Apparently Rep. Jack Kingston has taken it upon himself to pick up where Mitt Romney left off in attempting to establish the GOP brand as officially synonymous with disdain for poor people. In a recent speech Kingston reportedly said of kids benefiting from free-lunch programs, “Why don’t you have the kids pay a dime, pay a nickel to instill in them that there is, in fact, no such thing as a free lunch? Or maybe sweep the floor of the cafeteria.”
Where to start with what’s wrong with this comment?
First off, if poor children had a spare dime or nickel lying around, they wouldn’t be partaking in free-lunch programs. I can’t believe that it is possible that in 2013 we still have to explain the basic concept of poverty to adults—particularly adults responsible for drafting policy that affects those living in poverty.
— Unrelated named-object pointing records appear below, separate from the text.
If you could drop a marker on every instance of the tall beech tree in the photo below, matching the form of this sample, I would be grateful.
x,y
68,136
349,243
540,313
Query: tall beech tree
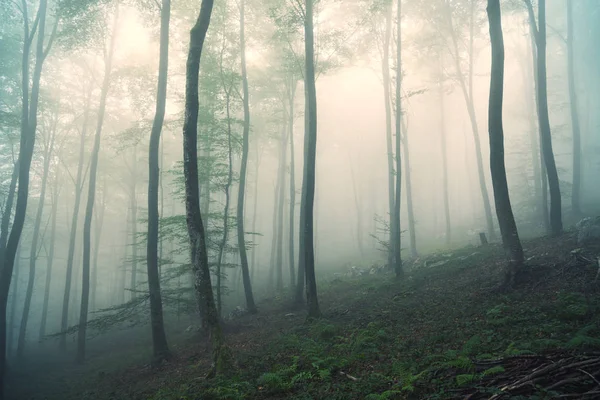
x,y
89,210
250,305
506,219
574,109
29,104
159,338
307,251
196,232
539,33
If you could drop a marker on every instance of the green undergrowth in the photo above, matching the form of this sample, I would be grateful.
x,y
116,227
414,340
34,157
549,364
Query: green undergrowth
x,y
419,337
382,338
Second, unlike a lot of progressives, and particularly minorities who identify as progressive, I have never considered “personal responsibility” dirty words. Unlike Rep. Charles Rangel I have no problem with the hotly debated legal requirement that adults living in New York public housing who are not working full time, students or disabled be required to engage in voluntary community service. Adults should be held accountable (or personally responsible) for choices they make, good or bad. That could be someone like me signing up for student-loan debt to finance my education, other students signing up for work-study programs to finance theirs or adults giving back to their community and taxpayers who are helping to finance the living situation they wouldn’t be able to afford otherwise.
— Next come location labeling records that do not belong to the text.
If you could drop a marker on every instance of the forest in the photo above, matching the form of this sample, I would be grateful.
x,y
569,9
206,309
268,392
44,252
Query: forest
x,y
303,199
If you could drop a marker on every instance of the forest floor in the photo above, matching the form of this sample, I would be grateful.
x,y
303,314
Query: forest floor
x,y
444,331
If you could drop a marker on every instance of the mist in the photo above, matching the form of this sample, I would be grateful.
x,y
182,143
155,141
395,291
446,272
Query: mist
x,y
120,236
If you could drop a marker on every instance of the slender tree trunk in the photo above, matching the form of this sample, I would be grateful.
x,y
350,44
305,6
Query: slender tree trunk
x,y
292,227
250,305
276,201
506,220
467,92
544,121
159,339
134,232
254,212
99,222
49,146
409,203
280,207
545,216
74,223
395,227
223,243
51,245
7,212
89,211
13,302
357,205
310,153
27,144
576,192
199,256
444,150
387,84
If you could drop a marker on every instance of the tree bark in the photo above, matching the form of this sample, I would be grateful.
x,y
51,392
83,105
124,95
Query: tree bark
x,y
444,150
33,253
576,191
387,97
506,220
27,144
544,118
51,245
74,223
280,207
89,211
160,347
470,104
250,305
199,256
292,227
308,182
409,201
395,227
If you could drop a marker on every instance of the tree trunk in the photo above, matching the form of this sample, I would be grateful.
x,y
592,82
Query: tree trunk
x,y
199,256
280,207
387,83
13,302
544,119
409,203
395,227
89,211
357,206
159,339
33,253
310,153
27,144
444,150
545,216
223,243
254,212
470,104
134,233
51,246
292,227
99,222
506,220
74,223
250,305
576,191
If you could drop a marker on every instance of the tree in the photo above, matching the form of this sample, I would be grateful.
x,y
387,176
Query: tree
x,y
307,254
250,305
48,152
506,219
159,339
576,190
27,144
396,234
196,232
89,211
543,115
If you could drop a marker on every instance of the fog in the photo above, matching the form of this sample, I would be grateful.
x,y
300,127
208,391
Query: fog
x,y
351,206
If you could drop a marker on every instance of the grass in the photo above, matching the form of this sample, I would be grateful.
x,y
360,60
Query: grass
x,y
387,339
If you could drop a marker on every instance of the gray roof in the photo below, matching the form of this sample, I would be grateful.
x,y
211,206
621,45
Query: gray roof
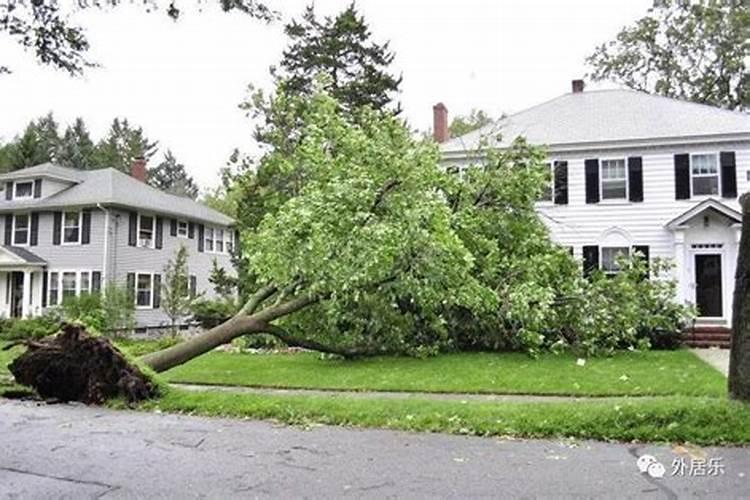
x,y
110,187
22,253
603,116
But the words “personal responsibility” should almost always be limited to adults, and to those teens nearing adulthood who have the capacity to make informed decisions, good and bad, and to be held accountable for them accordingly.
And even with teens, while a 16-year-old can make an informed choice to kill someone—and I believe should be held accountable—he has no choice regarding whether he is born into a family that is incapable of feeding him, or a family in which his father will become a member of Congress who says incredibly ill-informed, offensive things about the poor.
What’s even more disturbing about Kingston’s comment is that he is not the first high-profile Republican to make such a remark. During the 2012 Republican primary, then-candidate Newt Gingrich called child labor laws “stupid” and argued that schools should use children as janitors. Of course it is unlikely that the kids he envisioned were kids like his own, or of his fellow presidential candidates or of Rep. Kingston. So while children of privilege would be taking SAT-prep classes, learning foreign languages and benefiting from all of the other extras in which their parents indulge them to provide them with a lifetime head-start over poor children, these poor kids would get to fall further behind by cleaning up after their more privileged peers.
Here’s another idea for Kingston and Gingrich. How about doing something substantive to help these children break the cycle of poverty so they don’t have to listen to you threatening to use their kids for slave labor a generation from now? How about supporting providing these kids with comprehensive sexual education, low-cost contraception and loan-free financial college aid so these kids can have a real chance to compete with yours someday?
But then again, maybe seeing poor kids have a real shot at competing with their kids is what Kingston, Gingrich and others like them are really worried about. After all, if America became an equal playing field, the halls of power would probably look a lot different than they do now.